In the town of Bagh, the bodies of six soldiers killed when their MI-17 transport helicopter crashed in bad weather Saturday were lain into simple wooden coffins for transport back to Islamabad.

On the Indian side of Kashmir, conditions were grim on Monday. Torrential rain and snow turned roads into rivers of mud, stranding trucks loaded with relief supplies for the worst-affected Uri and Tangdhar areas, officials said.

Officials on Sunday sharply raised estimates of the dead. Abdul Khaliq Wasi, a spokesman for the local government of Pakistani Kashmir, said at least 40,000 people died there and that the toll could go much higher. Not all the bodies had been counted and the figure represented the "closest estimate," he said.

That pushed estimates of the total death toll to more than 54,000, including more than 13,000 in Pakistan's North West Frontier Province and about 1,350 in the part of divided Kashmir that India controls.

Confirmation of a final toll will be difficult because many bodies are buried beneath rubble. U.N. officials said that, so far, they were adhering to the Pakistani government's confirmed casualty toll, which was 39,422.

The United Nations has estimated that 2 million are homeless.

Helicopter missions in Pakistan resumed on Monday after being grounded for most of Sunday because of heavy rain and thunderstorms, which piled on the distress for the homeless across the quake zone.

Nowak of the Red Cross said one of its relief flights to Chekar had to turn back over the weekend because villagers were fighting each other for supplies.

"They had sticks and they were fighting for relief goods.
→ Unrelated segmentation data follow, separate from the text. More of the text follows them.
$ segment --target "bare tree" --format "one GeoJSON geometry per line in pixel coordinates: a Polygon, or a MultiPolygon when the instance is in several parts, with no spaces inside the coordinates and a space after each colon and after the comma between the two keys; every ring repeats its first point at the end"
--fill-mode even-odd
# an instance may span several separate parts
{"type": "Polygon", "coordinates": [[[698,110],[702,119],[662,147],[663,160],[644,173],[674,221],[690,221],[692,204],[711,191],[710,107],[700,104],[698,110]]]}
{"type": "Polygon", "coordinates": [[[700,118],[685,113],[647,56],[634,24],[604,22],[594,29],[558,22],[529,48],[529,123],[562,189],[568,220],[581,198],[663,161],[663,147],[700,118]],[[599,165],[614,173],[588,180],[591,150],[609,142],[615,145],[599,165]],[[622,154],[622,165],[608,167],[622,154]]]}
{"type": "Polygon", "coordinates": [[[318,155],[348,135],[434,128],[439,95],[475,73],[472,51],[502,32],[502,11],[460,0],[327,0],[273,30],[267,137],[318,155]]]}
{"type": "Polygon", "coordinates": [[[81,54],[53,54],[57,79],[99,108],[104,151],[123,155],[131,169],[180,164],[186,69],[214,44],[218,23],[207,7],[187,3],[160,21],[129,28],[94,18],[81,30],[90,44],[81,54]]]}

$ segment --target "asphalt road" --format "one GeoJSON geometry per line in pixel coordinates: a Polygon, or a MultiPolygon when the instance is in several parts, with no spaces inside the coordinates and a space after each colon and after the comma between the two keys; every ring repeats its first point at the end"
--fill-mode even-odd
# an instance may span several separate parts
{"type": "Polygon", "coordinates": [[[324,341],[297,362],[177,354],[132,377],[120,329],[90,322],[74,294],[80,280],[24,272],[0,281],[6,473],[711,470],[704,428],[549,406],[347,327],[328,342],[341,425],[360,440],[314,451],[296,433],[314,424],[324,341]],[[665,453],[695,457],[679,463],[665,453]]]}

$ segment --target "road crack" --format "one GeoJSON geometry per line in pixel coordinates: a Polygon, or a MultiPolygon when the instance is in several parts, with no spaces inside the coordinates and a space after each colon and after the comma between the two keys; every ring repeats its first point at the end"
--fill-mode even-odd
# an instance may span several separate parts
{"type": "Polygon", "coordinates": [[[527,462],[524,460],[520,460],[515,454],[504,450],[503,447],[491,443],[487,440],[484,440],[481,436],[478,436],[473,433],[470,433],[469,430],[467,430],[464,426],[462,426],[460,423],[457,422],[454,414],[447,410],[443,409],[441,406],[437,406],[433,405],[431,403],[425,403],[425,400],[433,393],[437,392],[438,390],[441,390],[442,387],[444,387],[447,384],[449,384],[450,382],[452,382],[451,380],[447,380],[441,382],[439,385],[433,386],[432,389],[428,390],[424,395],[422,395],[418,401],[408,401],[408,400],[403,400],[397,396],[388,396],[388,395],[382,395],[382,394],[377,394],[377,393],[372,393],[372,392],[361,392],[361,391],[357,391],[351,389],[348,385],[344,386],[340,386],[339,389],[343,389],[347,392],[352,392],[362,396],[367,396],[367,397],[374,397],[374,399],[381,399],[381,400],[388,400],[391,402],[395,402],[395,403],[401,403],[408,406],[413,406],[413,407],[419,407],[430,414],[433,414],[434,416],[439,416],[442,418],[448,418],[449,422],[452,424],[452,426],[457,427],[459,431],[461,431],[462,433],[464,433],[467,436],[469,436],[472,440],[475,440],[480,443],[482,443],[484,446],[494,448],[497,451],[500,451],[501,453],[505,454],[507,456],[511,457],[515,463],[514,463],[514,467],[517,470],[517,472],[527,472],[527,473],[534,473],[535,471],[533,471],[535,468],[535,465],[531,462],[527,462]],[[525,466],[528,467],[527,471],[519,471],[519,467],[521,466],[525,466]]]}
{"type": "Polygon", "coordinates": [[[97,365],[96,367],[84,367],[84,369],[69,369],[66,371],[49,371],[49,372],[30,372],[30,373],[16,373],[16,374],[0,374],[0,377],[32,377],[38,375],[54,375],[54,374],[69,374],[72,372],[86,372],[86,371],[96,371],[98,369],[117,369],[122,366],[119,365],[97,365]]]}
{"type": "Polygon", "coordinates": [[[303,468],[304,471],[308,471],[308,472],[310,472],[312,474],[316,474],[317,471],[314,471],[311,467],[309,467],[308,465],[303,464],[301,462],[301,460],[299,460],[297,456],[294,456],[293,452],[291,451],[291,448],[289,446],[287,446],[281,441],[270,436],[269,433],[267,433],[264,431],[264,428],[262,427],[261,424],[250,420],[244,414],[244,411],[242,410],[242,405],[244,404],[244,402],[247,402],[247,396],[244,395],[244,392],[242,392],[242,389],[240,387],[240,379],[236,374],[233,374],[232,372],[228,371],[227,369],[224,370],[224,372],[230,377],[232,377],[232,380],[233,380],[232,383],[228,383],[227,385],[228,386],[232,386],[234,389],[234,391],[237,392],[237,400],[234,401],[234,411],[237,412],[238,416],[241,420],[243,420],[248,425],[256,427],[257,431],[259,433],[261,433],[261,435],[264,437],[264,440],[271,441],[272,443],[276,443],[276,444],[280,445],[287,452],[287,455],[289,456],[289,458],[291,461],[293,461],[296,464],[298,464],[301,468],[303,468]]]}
There was no perimeter security and we felt threatened," he said.

Dozens of trucks have rolled into Muzaffarabad over the past day or so, but road access further afield remains difficult. The Pakistani military said it could take several weeks to clear landslides blocking routes to several valleys.

Maj. Gen. Farooq Ahmed Khan, the country's relief commissioner, said 29,000 tents and 118,000 blankets had been distributed in the quake zone. Khan had said earlier that 100,000 tents were needed.

Meanwhile, Indian authorities were struggling to deliver supplies in its side of Kashmir, where there were at least 140,000 homeless and people were huddling in rain-sodden tents as temperatures plummeted.

B.B. Vyas, divisional commissioner of Jammu-Kashmir, said air dropping of supplies to outlying areas was halted because of the bad weather. The road to Tangdhar, buried under 10 inches of snow, was closed, cutting off the town.